According to Data from the 2011 National Diabetes Fact Sheet (released Jan. 26, 2011), there are 25.8 million children and adults in the United States, or 8.3% of the population, living with diabetes. I am one among them. Another 79 million people have prediabetes, and are at high risk of developing the disease. In 2007, diabetes was listed as the underlying cause on 71,382 death certificates and was listed as a contributing factor on an additional 160,022 death certificates. This means that diabetes contributed to a total of 231,404 deaths.
But statistics are only one part of the story. Diabetes requires constant attention, and there exists the heavy weight of commitment required to manage the demands of the disease. Unlike other chronic illnesses, where a physician might dole-out weekly or monthly treatments, diabetes is the responsibility of the individual. In the five years since my diagnosis, I have administered at least 9,125 insulin injections and tested my blood sugar at least 14,600 times. Diabetes is always with me, a part of my day and my life.
However burdensome, there is a seed of good fortune buried in that connection to the body. I am more aware of the impacts of external forces…of stress or fatigue…of food or thirst… I take better care of myself because I have this disease. I model for my children the ability to move forward and push past the things that make it harder to attain a goal, but not impossible.
Today, I am honored to be among 100 of the world’s best athletes living with diabetes. I race with the Women on Team Type 1 – Sanofi, and travel all over the country talking to children and adults about diabetes, exercise and nutrition. I show up at the start line of every road race armed with food and insulin, and a small, mobile apothecary allowing me to do for myself what my body should do of its own accord. I adjust my blood sugar like dialing the temperature of the thermostat – not too hot, not too cold.

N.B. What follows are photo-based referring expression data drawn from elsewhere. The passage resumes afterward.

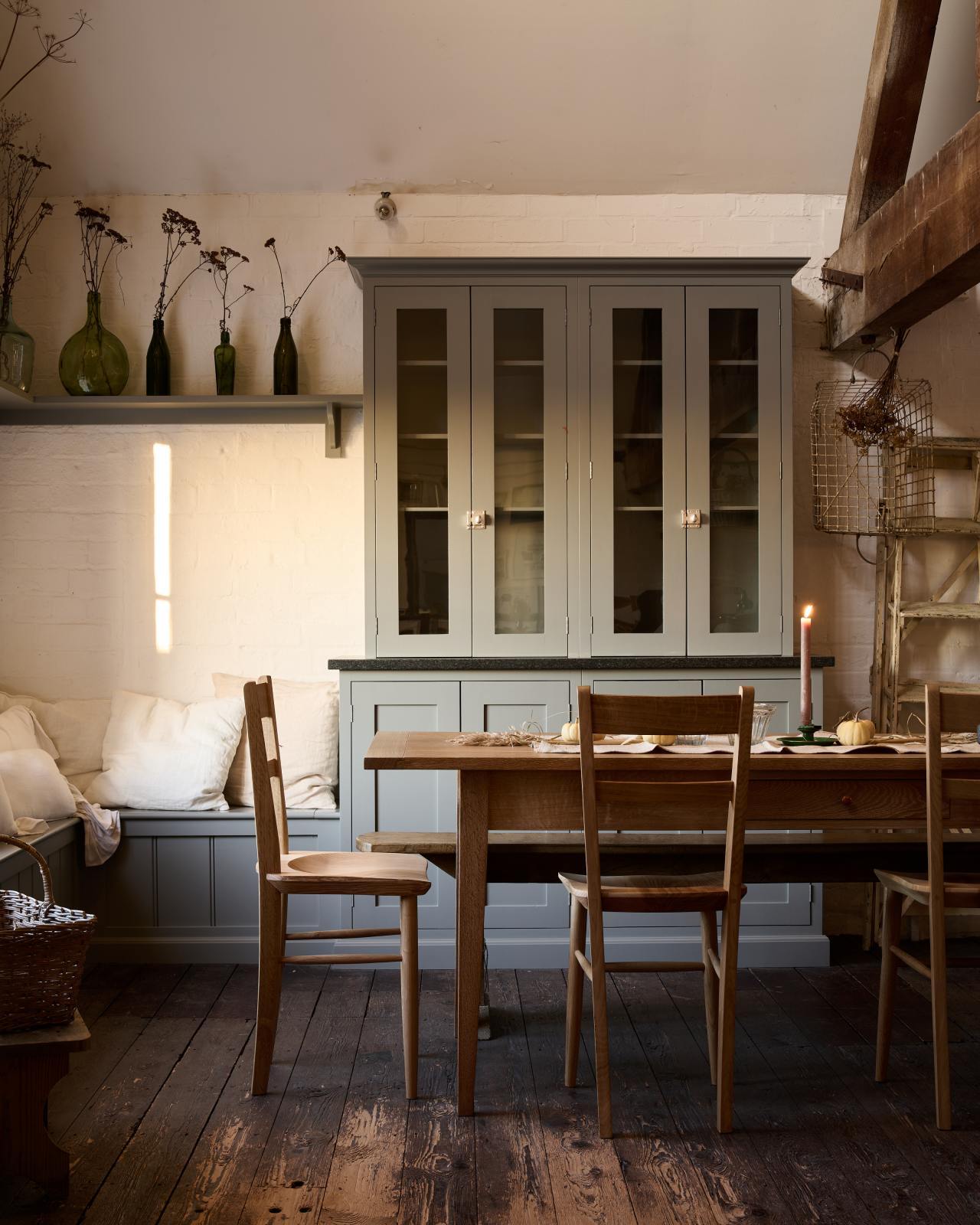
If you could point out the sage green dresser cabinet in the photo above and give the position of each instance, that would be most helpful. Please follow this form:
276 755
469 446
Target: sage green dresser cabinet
576 472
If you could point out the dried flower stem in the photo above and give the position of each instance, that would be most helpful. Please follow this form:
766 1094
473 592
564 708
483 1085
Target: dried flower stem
181 232
98 243
53 48
224 265
334 255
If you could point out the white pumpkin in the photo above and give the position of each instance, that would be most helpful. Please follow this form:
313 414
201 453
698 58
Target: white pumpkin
855 732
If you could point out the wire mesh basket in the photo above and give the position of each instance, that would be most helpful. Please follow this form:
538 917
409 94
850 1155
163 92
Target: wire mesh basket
871 452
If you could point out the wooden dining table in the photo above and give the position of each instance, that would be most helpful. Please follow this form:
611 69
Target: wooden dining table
506 788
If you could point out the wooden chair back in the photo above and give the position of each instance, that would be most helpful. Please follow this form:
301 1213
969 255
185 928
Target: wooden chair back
271 828
946 710
663 805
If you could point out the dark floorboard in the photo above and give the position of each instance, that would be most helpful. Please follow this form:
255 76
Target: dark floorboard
162 1129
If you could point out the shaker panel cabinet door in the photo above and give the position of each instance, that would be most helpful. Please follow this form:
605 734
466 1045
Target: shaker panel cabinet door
637 490
496 706
520 475
422 447
402 800
734 450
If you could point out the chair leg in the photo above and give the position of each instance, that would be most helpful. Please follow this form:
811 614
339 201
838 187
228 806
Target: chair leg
600 1028
271 910
710 943
410 992
890 935
940 1018
726 1071
573 1002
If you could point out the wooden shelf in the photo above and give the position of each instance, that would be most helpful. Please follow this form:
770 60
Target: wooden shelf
20 410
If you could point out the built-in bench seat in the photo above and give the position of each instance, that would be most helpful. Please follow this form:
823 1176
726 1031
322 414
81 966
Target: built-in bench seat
831 857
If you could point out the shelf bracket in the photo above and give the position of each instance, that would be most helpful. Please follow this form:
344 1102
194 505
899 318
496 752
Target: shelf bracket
334 450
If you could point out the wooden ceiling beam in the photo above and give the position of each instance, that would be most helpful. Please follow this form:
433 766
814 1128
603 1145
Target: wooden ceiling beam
918 251
900 60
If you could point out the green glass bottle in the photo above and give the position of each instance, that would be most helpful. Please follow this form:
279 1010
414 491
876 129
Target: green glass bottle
93 361
16 351
224 367
285 361
158 363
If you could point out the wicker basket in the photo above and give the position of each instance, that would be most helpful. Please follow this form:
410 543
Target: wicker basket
42 955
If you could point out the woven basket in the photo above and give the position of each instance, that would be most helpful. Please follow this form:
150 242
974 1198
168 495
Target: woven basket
42 955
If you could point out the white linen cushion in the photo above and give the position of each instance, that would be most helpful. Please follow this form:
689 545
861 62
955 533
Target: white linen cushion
306 717
159 753
8 825
77 726
34 787
20 729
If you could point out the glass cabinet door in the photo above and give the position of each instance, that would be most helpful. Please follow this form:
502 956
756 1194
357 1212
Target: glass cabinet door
734 433
422 446
637 423
520 449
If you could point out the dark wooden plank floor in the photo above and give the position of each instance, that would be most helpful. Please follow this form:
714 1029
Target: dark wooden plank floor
161 1127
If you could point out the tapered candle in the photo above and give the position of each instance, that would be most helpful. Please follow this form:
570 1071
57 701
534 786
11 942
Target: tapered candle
806 697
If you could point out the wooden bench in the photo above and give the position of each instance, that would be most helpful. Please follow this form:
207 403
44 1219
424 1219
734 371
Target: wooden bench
841 855
32 1061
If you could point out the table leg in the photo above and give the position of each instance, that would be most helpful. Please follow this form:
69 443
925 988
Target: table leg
471 902
26 1081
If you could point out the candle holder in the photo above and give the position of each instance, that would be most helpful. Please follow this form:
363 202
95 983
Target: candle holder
808 737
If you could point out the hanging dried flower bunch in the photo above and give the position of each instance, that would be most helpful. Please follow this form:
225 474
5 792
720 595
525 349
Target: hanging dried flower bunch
873 420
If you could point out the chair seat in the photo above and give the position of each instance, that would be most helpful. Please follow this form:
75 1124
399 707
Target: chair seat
659 893
335 871
962 890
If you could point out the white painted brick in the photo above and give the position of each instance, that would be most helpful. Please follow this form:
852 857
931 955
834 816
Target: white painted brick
493 206
527 230
401 230
561 206
804 230
459 230
599 230
740 230
671 230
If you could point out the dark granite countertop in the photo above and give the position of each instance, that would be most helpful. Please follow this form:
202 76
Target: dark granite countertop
557 665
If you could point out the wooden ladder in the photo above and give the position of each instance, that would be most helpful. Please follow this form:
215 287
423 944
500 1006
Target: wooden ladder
897 618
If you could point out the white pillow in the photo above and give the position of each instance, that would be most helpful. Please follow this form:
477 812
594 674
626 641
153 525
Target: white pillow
77 726
8 825
161 753
20 729
306 717
34 787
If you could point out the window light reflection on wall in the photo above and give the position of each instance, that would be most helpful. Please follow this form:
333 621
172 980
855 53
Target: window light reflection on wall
162 544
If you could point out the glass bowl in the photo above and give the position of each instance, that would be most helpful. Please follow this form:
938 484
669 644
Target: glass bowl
761 714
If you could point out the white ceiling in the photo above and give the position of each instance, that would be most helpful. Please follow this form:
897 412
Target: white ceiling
527 96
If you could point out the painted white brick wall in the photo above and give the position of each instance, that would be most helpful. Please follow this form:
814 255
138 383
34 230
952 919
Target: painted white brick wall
267 534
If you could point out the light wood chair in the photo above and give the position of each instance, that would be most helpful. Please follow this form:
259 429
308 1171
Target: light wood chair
933 893
652 805
282 873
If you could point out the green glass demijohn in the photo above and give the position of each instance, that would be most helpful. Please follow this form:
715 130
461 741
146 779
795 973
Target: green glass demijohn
285 361
158 363
93 361
16 351
224 367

The good news is that just as diabetes can be managed, it can also be prevented. Twenty years ago, virtually all children diagnosed with diabetes were diagnosed with Type 1 or “Juvenile Onset” diabetes. Today, as many as 45% of the 13,000 annual, newly-diagnosed cases of childhood diabetes are now type 2, and that staggering number is expected to rise. On the whole, the increase in incidence of type 2 diabetes has paralleled children’s increased consumption of high-calorie, low-nutritional value "fast foods" (like potato chips and French fries), and is concomitant with the rise in their sedentary, leisure time pursuits, like TV watching, computers and video games. Added fats and sugar currently make up more than 40% of youth's caloric intake, and consumption of fast foods and restaurant meals has risen by over 300% among youth since the mid-1970s. (Children with Diabetes.com (http://www.childrenwithdiabetes.com/) – Mostly deals with type 1 diabetes, but recently has been expanding to include type 2 diabetes.)
But, again, there is good news: Type 2 diabetes is largely a lifestyle disease, and is almost always a function of obesity in the very young. It could be prevented if the diets of children were monitored more closely. There's still time to turn things around. Adults – parents and lawmakers – must make the first move and insist that our kids eat properly and get adequate physical activity. Children and teens should be physically active for at least 60 minutes most or all days of the week. If you think your child is already overweight, don’t put the child on a weight loss diet without first consulting a doctor or health care professional, who can tailor a plan to meet their nutritional needs.
Over the course of my time with this disease, I have tried extraordinarily hard to prove that I can do anything so long as I manage well this body that I have been given. The sheer unabridged fear of in some way having a limitation forced on me due to diabetes has encouraged me to find my way to the hardest, most trying road races and endurance events, to run marathons and climb mountains, and to marry my talents and my self discipline so that my best can rise to the surface.